Affirmations work. Seriously. Science even shows it does.
While doing brain scans, researchers found that “self-affirmation activates well-known reward centers in the brain.” Affirming yourself can literally feel as good as “eating your favorite meal or winning a prize.”
Think about who you want to be after your breakup instead of in the awful you’re stuck in.
I am happy. I am strong. I am capable of handling anything.
Think about what you want to be doing.
I am running my own successful cupcake shop. I am making $200k a year from selling homes.
Write your affirmations on an index card and put them next to your bed to read before you go to bed and as soon as you wake up. Write them on a post-it note and put them in your car. Set reminders on your phone to say them. Whatever you need to do, do it.
5. Get to reading.
The following list of breakup recovery books I've personally read and recommend to my clients. Depending on the circumstances of your breakup, they can give your mind something to do while you're struggling with the changes going on in your life. All of these links are affiliate.

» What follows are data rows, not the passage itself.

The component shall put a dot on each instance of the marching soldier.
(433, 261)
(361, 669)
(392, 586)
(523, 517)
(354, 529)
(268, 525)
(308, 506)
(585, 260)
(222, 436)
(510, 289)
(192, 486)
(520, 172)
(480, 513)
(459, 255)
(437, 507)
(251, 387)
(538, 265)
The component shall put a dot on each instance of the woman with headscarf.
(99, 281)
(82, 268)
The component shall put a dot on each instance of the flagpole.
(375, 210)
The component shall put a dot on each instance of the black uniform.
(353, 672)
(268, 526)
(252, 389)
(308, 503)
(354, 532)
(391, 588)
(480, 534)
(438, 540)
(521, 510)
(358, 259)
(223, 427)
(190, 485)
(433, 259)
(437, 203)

Getting Past Your Breakup: How to Turn a Devastating Loss into the Best Thing That Ever Happened to You by Susan J. Elliott
Whole Again: Healing Your Heart and Rediscovering Your True Self After Toxic Relationships and Emotional Abuse by Jackson MacKenzie
The Divorce Recovery Workbook: How to Heal from Anger, Hurt, and Resentment and Build the Life You Want by Mark S. Rye and Crystal Dea Moore
The Break Up Manual for Men: How to Recover from a Serious Break Up, Become Stronger and Get Back into Life by Andrew Ferebee
One thing I won’t include as an official step is: if you have to go messy, set a time limit. Many of us need the permission suddenly being uncoupled can give us to date all the people, eat all the things, but they can’t go on forever. Remember, you're simply delaying the healing you'll eventually need to do, not avoiding it.
Please also don’t feel like you have to go messy. It’s not a requirement of healing, but if you do decide, make an agreement with yourself to ONLY do it for, say, a month or less.
Breakups can make us into the people we wish we could be, or they can turn us into bitter husks. Don’t be the latter. You have to go in to make it out.